Leave it to Lee Valley to offer it. It's one of those tools I don't need but have to have and can't live without. I wish I had the money I've spent on tools like that. It's an addiction.

http://www.leevalley.com/wood/page.aspx?c=2&p=64338&cat=1,41182


----------



## cabinetman (Jul 5, 2007)

That is pretty cool. I guess you could take a long curly one from a block plane and twist it. But, I think a long match is easier (and cheaper).


----------



## Julian the woodnut (Nov 5, 2008)

For $49, I'll stick to rolled up newspaper. Neat tool though.


----------



## Rob (Oct 31, 2006)

> But, I think a long match is easier (and cheaper).

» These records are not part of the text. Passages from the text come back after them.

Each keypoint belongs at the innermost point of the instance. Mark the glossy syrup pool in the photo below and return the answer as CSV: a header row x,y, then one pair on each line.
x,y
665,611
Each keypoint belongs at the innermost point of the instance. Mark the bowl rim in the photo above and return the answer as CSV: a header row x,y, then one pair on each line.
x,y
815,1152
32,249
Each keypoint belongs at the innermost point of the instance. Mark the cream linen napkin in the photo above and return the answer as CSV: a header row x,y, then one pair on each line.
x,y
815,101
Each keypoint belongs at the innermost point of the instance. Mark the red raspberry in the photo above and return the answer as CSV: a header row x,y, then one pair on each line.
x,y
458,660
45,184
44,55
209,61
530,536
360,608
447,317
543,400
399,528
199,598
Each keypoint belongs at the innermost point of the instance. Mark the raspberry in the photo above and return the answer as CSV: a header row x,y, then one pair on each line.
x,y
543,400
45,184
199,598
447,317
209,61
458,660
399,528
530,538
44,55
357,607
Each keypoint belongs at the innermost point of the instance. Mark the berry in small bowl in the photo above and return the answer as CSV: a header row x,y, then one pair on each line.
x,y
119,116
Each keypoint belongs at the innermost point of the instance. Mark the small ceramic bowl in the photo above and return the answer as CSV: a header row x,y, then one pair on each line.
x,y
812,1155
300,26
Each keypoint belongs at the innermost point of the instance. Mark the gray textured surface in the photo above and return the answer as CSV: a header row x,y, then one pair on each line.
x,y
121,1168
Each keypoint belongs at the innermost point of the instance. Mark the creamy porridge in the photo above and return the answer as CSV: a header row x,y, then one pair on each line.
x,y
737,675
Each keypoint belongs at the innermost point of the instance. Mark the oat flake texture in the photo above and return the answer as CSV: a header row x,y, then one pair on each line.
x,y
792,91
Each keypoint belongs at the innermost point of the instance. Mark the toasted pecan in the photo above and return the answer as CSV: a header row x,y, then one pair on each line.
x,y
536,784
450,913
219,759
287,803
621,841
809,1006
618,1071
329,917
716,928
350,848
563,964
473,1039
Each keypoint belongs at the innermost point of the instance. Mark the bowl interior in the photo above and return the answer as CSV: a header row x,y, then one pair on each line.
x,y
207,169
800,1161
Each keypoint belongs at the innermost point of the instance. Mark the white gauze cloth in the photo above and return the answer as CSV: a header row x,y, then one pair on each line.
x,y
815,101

You are no fun whatsoever.


----------



## johnep (Apr 12, 2007)

I remember my grandparents having a tall container full of spills and tapers next to the fire. Used to save on matches.
johnep


----------



## clarionflyer (Apr 27, 2008)

We have a local "Shaker Woods" festival here. A guy comes in every year who makes everything by hand. (He hand cut's perfect dovetails in minutes). 
Anyways, he made his own spill plane out of wood (designed from an antique if I remember correctly). He gives the spills to all the kids.
Fun stuff.


----------



## egeorge1 (Dec 18, 2009)

spanish cedar spills are a prefered method of lighting cigars by some aficionados. That's what I would do with this tool.


----------



## phinds (Mar 25, 2009)

slick trick


----------



## Daren (Oct 14, 2006)

I saw Roy Underhill making one of those on his show...I thought it was cool.


----------



## BlackWater (Nov 20, 2009)

That is a cool tool! For 50 bucks, I'll have to pass, but I bet I can modify an old block plane and do the same thing! Another thing to play with this winter............


----------



## MuseumWood (Mar 6, 2010)

We do the spills at Steppingstone all the time. People are fascinated by them. Once upon a time matches didn't exist. When they were invented they were too expensive for a long time. Spills are wonderful if you have to use flint and steel all the time! Now you know why you keep the home fire burning!!

Try putting a low angle block plane, set fine, in a face vise. Run straight grained wood along it , but skewed about 30 degrees, or so.


----------